河辺の家―泥棒は見た―

 河辺にある、総司とセイの家。
 庭も裏庭もあって、川の水を引き込んだ庭の片隅には総司ご自慢の小舟がある。
 今日は珍しく誰も訪ねてきておらず、小舟にも誰もいない。

 セイは夕餉の支度をしていた。
もうすぐ帰ってくる総司を思って、いそいそとお気に入りの薄紅色の着物に着替え、包丁をふるう。
 総司の好物ばかり作るので、自然と甘い物が食卓に並ぶ。こんなに甘い物ばかりはよくない、と思うけれど、総司が美味しい美味しい、と笑顔で食べるので、それ見たさについつい総司の好物ばかり作ってしまう。
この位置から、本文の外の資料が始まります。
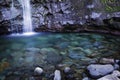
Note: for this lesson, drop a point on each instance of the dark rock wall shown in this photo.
(56, 13)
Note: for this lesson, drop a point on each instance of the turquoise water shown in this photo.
(19, 55)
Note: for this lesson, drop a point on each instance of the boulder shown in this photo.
(113, 76)
(98, 70)
(106, 61)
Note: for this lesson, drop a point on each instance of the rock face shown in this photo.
(97, 70)
(114, 76)
(56, 13)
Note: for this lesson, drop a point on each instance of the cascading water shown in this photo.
(27, 20)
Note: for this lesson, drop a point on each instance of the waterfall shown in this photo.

 ふいに、セイの手がとまった。セイの勘が異常を報せる。
(囲まれた!?)
 セイの表情が妻のそれから新選組隊士のそれへと変わる。
(男装を解くんじゃなかった!)
 セイは素早く火の始末をして、襲撃に備えた。
 
 その頃。襲撃者とは別に、一人の男が家の様子を伺っていた。
 若夫婦の住むこの家には金がある、と専ら盗っ人仲間の間で話題になっているのだ。
 その男、名を善助、という。職業、盗っ人。

 「ひえっ!」
 善助は、情けない声を上げて、庭に突っ伏した。目の前の花が、芳香を放っているのに気が付いたが、それどころではない。
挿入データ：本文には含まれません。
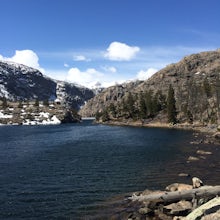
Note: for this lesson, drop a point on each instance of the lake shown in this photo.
(67, 171)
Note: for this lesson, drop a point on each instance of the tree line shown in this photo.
(140, 106)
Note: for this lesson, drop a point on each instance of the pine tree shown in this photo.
(4, 103)
(142, 107)
(171, 106)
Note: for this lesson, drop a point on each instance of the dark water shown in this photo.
(66, 171)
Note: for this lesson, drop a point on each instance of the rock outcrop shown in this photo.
(196, 84)
(36, 113)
 自分が盗みに入ろうとした家に、複数の刺客が踊りこんだのだ。驚きもする。
 ぎぃん、ぎぃん、と鋼と鋼がぶつかり合う音がする。
「ええーっ!」
「お前一人かっ!」
 野太い声がして、善助はいよいよ小さくなった。
「何者っ!」
 鋭い声がして、善助ははっとなった。
戦っているのはてっきり旦那だと思ったのだがよくよく見ると、襷がけをした小柄な女性が一人きりではないか。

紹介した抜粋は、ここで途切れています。